As millions of boomers cross the threshold into midlife, the discussion about longer lives in America has been entirely about the staggering economic costs of a dramatically aging society.
But in his latest book – The Big Shift: Navigating the New Stage Beyond Midlife – Encore.org founder and CEO Marc Freedman issues an impassioned call to accept the decades opening up between midlife and anything approximating old age for what they really are: a new stage of life, an encore phase.
The New York Times calls The Big Shift “an imaginative work with the potential to affect our individual lives and our collective future.” The Wall Street Journal says it’s “invaluable and inspiring reading.” And USA Today hails Freedman as “a natural storyteller, a deep researcher and a forward thinker.”
Q & A With Marc Freedman
Q: What motivated you to write The Big Shift? Turning 50?
A: In a sense, it was turning 50. After 25 years of working, I was exhausted. My wife and two sons, then 1 and 3 years old, made plans for a two-week road trip. When I made the reservations, I asked the hotel clerk for an AARP discount … and two cribs. That odd combination of discounts and requests – signs of what once indicated distinct parts of the life cycle separated by decades – made one thing abundantly clear and personal: The old map of life, which guided us for generations, was rapidly becoming an anachronism.
Q: What’s wrong with the old map of life?

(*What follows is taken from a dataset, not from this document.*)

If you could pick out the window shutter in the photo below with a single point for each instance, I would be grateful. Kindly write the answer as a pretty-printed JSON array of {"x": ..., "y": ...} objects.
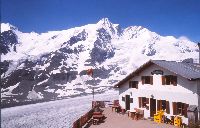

A: We’ve been remarkably adept at extending lives, but our imagination and innovation in remaking the shape of those longer lives have been struggling to keep pace. Individuals left in that lurch, in this unstable space that has no name, face a contradictory culture, incoherent policies, and a society that seems in denial that this period even exists. We need to create a new stage between the end of the middle years and the beginning of retirement and old age, an “encore” stage of life characterized by purpose, contribution and commitment, particularly to the well-being of future generations.